Rien que pour ce portrait,—tracé on dirait presque avec émotion,—qui fixe une si séduisante figure, ce livre vaudrait d'être sauvé de l'oubli. Dans la suite du volume, l'auteur cite ce mot de Théophile Gautier: «On est discret en amour, par volupté.» Et ailleurs il raconte un épisode du bal travesti donné par la comtesse Walewska:
Je fus aussi attaquée par un masque en manteau vénitien que je nommerai sur-le-champ: ce nom est célèbre parmi les plus illustres; c'est T. G.; il me fit des compliments sur mon costume de Salammbô que j'avais tâché de rendre le plus exactement possible et il causa longtemps avec moi. C'est un plaisir qu'il me donne souvent et dont je sens tout le prix.
Le livre intitulé: Une Saison à Paris, fut édité par Dentu; mais, au dernier moment la princesse ne voulut pas se décider à le mettre en vente et prit toute l'édition, qu'elle distribua, comme elle le voulut.
Puis cette étoile vagabonde s'envola de Paris, alla rayonner en d'autres cieux; mais elle revint, toujours fantasque, toujours fidèle à ses amis. Paris de nouveau s'occupa d'elle, de son luxe, de ses bizarreries. On parla quelque temps d'un tabouret assez original qu'elle avait inventé pour ne pas chiffonner en voiture, lorsqu'elle se rendait aux fêtes des Tuileries, les jupes immenses, enguirlandées et fanfreluchées, que la mode d'alors imposait aux femmes. Ce tabouret était une espèce de champignon planté au milieu du coupé: elle s'y asseyait, après qu'on avait soulevé ses jupes et ses jupons pour les laisser retomber, ensuite, tout à l'entour, en les disposant le mieux possible. Le valet de pied était exercé à cette fonction, et la princesse acceptait son aide avec une dédaigneuse impudeur.
Dans ses voyages, elle avait visité la Tunisie: à l'occasion d'une matinée que l'on préparait chez la comtesse de Castellane, le bey de Tunis lui fit présent d'un magnifique costume d'odalisque, qu'elle voulait revêtir pour figurer à cette fête, en des tableaux vivants. Comme lors du premier voyage, Théophile Gautier fut convoqué pour donner son avis et ses conseils. On lui demanda quelque chose encore. Le tableau dans lequel la belle orientale devait se montrer, nonchalamment étendue sur un divan, représenterait le Harem de Tunis; mais l'odalisque devait reparaître dans un autre tableau et, cette fois, réciter quelques vers: elle n'en voulait point d'autres que ceux de son poète préféré. Il s'agissait de les composer, et, travail plus difficile sans doute, il fallait lui apprendre à les dire, avec grâce et sans trop d'accent. Comment ne pas obéir aux caprices de l'exquise princesse? Théophile Gautier improvisa les vers qu'elle désirait et les lui fit répéter. Voici cet impromptu:
L'ODALISQUE A PARIS
«Est-ce un rêve? Le harem s'ouvre,
Bagdad se transporte à Paris,
Un monde nouveau se découvre
Et brille à mes regards surpris.
«Pardonnez mon luxe barbare,
Bariolé d'argent et d'or;
J'ignorais tout, un maître avare
M'enfouissait comme un trésor.
«A l'Orient mon élégance
Laissant son antique oripeau
Saura bientôt faire une ganse
Et mettre un semblant de chapeau.
«A tout retour je suis rebelle:
Qu'Osman cherche une autre houri!
Il est ennuyeux d'être belle
Incognito, pour son mari!»
La princesse débita les vers d'une façon charmante et obtint un très vif succès.

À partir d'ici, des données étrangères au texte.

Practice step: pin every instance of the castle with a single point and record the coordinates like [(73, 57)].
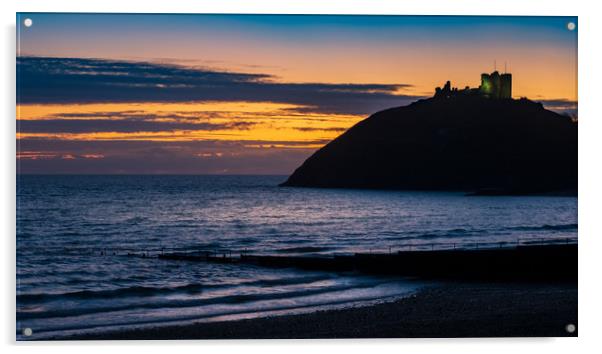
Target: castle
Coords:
[(494, 85)]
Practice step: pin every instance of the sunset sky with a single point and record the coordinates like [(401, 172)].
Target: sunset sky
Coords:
[(252, 94)]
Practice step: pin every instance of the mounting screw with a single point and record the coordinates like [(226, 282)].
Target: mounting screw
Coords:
[(570, 328), (571, 26)]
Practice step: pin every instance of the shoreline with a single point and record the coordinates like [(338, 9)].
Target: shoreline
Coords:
[(450, 310)]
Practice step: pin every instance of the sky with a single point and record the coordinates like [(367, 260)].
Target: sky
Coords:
[(252, 94)]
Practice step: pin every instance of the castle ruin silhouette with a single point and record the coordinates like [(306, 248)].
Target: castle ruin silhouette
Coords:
[(494, 86)]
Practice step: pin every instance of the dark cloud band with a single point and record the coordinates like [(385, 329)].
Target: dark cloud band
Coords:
[(78, 80)]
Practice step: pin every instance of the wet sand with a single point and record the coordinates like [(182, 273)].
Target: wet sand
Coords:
[(452, 310)]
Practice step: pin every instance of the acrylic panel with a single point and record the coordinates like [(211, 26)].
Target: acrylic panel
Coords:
[(207, 176)]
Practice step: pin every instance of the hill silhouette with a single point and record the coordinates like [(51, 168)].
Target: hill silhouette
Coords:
[(462, 142)]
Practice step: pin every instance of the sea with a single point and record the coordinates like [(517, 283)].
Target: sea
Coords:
[(86, 245)]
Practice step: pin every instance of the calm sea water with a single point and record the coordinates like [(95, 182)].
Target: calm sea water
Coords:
[(68, 227)]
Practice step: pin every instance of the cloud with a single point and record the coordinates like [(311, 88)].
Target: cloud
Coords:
[(561, 105), (78, 80), (121, 126), (145, 157)]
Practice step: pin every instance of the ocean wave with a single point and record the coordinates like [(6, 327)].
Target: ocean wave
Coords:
[(228, 299), (145, 291), (307, 249), (560, 227)]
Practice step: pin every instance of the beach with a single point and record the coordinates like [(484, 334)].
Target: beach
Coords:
[(449, 310)]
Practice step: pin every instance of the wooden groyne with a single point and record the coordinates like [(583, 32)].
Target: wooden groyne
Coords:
[(532, 262)]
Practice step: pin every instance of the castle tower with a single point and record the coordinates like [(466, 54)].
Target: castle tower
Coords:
[(506, 86), (496, 86)]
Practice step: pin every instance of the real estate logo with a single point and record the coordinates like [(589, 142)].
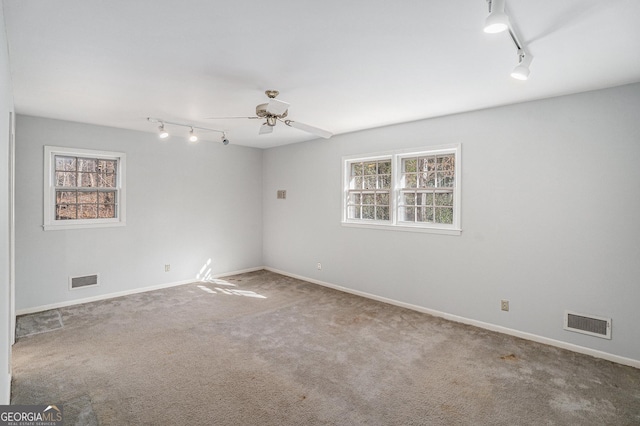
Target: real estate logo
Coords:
[(31, 415)]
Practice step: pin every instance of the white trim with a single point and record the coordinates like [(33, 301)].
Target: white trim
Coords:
[(12, 232), (64, 304), (394, 224), (50, 224), (487, 326), (5, 389)]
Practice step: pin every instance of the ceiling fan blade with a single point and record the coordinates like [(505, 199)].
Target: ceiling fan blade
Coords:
[(265, 128), (225, 118), (276, 107), (311, 129)]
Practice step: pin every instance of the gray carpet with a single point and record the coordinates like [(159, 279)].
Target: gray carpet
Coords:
[(264, 349)]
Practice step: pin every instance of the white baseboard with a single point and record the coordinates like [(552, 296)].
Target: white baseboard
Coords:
[(488, 326), (5, 389), (66, 303)]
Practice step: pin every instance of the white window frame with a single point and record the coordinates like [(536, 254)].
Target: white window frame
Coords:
[(50, 222), (396, 162)]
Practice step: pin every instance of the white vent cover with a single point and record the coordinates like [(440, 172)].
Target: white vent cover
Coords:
[(588, 324), (84, 281)]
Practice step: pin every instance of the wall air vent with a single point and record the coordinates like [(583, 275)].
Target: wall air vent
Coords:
[(588, 324), (82, 282)]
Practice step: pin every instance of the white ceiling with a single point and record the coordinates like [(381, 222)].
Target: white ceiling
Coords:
[(342, 65)]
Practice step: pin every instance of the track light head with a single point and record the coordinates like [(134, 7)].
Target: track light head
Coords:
[(521, 71), (163, 133), (192, 136), (497, 21)]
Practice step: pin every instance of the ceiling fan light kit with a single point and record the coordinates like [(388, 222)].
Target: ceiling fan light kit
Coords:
[(498, 21), (193, 137), (276, 110)]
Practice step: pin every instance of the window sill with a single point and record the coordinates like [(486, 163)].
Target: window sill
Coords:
[(404, 228), (64, 226)]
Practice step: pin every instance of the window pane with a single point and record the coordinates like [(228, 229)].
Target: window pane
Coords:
[(87, 211), (384, 181), (357, 182), (66, 197), (427, 180), (87, 197), (409, 165), (382, 213), (444, 199), (384, 168), (368, 212), (445, 179), (353, 212), (106, 211), (445, 162), (370, 182), (424, 199), (87, 180), (382, 199), (64, 212), (87, 164), (409, 214), (65, 178), (410, 181), (409, 198), (107, 180), (107, 166), (65, 163), (424, 214), (370, 168), (355, 198), (444, 215), (106, 197)]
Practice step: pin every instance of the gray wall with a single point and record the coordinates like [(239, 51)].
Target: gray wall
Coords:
[(186, 204), (6, 108), (550, 208)]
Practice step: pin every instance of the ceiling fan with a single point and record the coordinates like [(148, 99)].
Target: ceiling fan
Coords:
[(276, 110)]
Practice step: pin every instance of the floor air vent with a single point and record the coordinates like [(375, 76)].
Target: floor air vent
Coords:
[(82, 282), (588, 324)]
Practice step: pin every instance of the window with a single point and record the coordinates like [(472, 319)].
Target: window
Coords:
[(369, 188), (83, 188), (416, 191)]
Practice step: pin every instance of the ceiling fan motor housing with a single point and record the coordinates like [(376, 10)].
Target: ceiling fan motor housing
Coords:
[(261, 111)]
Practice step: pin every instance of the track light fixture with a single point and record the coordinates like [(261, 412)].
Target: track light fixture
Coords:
[(192, 135), (163, 133), (521, 71), (498, 21)]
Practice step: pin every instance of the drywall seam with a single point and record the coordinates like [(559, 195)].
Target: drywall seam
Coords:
[(488, 326), (42, 308)]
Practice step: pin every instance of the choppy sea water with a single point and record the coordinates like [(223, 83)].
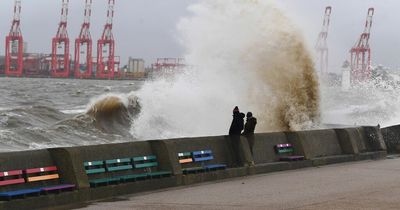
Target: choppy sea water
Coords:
[(42, 113)]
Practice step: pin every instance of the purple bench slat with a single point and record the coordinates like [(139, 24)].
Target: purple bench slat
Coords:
[(291, 158), (58, 187)]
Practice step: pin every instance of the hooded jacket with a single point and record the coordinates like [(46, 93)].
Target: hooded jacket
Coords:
[(250, 125)]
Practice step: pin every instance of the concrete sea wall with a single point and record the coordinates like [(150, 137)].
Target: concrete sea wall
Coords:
[(319, 147)]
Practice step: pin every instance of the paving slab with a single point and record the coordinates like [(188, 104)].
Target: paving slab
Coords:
[(355, 185)]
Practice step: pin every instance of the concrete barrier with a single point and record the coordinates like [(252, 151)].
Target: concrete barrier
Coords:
[(315, 143), (319, 147), (391, 136), (350, 140), (263, 150)]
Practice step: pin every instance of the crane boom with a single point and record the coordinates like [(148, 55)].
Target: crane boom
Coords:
[(14, 45), (322, 44), (361, 53), (106, 47), (83, 46), (60, 60)]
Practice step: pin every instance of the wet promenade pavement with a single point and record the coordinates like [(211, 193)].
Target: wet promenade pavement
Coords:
[(355, 185)]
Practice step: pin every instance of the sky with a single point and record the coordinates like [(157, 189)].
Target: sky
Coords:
[(147, 28)]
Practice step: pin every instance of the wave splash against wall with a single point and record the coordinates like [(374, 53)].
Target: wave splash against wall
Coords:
[(242, 52)]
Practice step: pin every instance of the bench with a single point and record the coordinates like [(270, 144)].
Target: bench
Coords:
[(16, 177), (148, 164), (139, 168), (101, 167), (286, 152), (198, 157)]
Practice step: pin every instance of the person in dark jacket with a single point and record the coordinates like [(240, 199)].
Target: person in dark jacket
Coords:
[(249, 128), (234, 133), (237, 122)]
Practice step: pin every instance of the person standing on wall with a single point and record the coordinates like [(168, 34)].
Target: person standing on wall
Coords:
[(237, 122), (249, 128), (235, 130)]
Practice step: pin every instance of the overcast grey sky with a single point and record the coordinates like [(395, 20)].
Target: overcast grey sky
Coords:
[(146, 28)]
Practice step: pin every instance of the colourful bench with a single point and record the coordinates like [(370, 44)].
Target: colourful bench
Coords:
[(196, 157), (101, 167), (149, 164), (27, 176), (286, 150), (139, 168)]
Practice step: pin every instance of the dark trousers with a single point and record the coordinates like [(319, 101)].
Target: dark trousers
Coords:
[(250, 140), (237, 153)]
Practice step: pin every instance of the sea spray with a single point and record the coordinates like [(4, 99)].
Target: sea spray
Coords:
[(242, 52)]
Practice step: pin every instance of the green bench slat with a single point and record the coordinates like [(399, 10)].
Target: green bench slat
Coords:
[(142, 158), (93, 163), (160, 173), (119, 168), (132, 176), (104, 180), (193, 169), (146, 165), (285, 150), (95, 171), (123, 160), (183, 154)]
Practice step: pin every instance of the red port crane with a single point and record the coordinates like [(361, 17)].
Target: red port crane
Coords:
[(83, 46), (15, 45), (361, 53), (60, 60), (106, 47), (322, 44)]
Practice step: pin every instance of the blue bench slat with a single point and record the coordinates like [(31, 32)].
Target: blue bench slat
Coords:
[(119, 168), (19, 192), (203, 158), (95, 171), (146, 165), (159, 173), (143, 158), (93, 163), (58, 187), (133, 177), (202, 152)]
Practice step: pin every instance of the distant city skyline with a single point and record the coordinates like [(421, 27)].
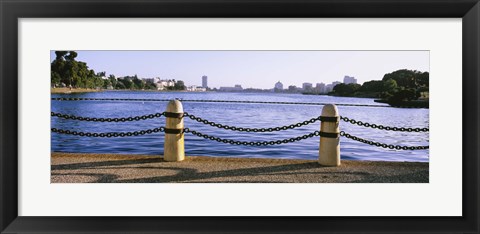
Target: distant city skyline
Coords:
[(254, 69)]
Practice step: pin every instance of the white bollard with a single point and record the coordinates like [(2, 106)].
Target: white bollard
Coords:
[(174, 147), (329, 150)]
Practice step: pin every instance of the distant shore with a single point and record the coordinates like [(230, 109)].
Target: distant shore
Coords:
[(68, 90)]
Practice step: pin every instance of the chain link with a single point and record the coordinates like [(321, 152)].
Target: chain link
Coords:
[(252, 143), (383, 145), (91, 119), (109, 134), (381, 127), (241, 129)]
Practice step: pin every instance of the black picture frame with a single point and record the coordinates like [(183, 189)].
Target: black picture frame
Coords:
[(11, 11)]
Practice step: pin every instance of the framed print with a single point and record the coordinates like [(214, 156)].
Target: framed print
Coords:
[(228, 116)]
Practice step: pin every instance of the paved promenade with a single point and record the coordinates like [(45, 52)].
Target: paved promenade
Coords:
[(115, 168)]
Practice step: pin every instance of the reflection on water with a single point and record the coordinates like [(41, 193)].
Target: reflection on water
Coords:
[(240, 115)]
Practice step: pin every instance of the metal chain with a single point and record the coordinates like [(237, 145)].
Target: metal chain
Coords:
[(383, 145), (109, 134), (241, 129), (381, 127), (135, 118), (214, 101), (252, 143)]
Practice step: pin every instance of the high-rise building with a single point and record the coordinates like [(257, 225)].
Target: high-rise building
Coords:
[(205, 81), (278, 86), (349, 80), (320, 88), (307, 86)]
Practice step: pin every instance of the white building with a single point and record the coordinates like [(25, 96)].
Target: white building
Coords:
[(231, 89), (195, 88), (349, 80), (163, 84), (205, 81), (307, 86), (320, 88), (278, 86)]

Bientôt elle disparut encore, et je ne sais plus rien d'elle.
L'arrangement de l'atelier, qu'il avait fait construire au second étage de la maison, occupait toujours mon père; il y pratiquait, autant qu'il le pouvait, des améliorations et des embellissements. Les murs étaient revêtus maintenant d'armoires de chêne: la partie haute formait une bibliothèque; la partie basse, une sorte de buffet à nombreux tiroirs, larges et plats, destinés à enfermer les gravures.
Il était malheureusement un peu tard pour prendre soin de tant de publications précieuses, que le grand critique d'art avait reçues des éditeurs. La place manquait pour les conserver, les cartons ne suffisaient pas, et, avec une insouciance, traversée de quelques regrets, il avait laissé de superbes gravures s'entasser au hasard, se ternir à la poussière, se jaunir à la fumée, se maculer d'encre, et les chats en faire leur litière. Ces tardifs tiroirs en sauvèrent quelques-unes, encore intactes, et assurèrent le sort des nouvelles venues.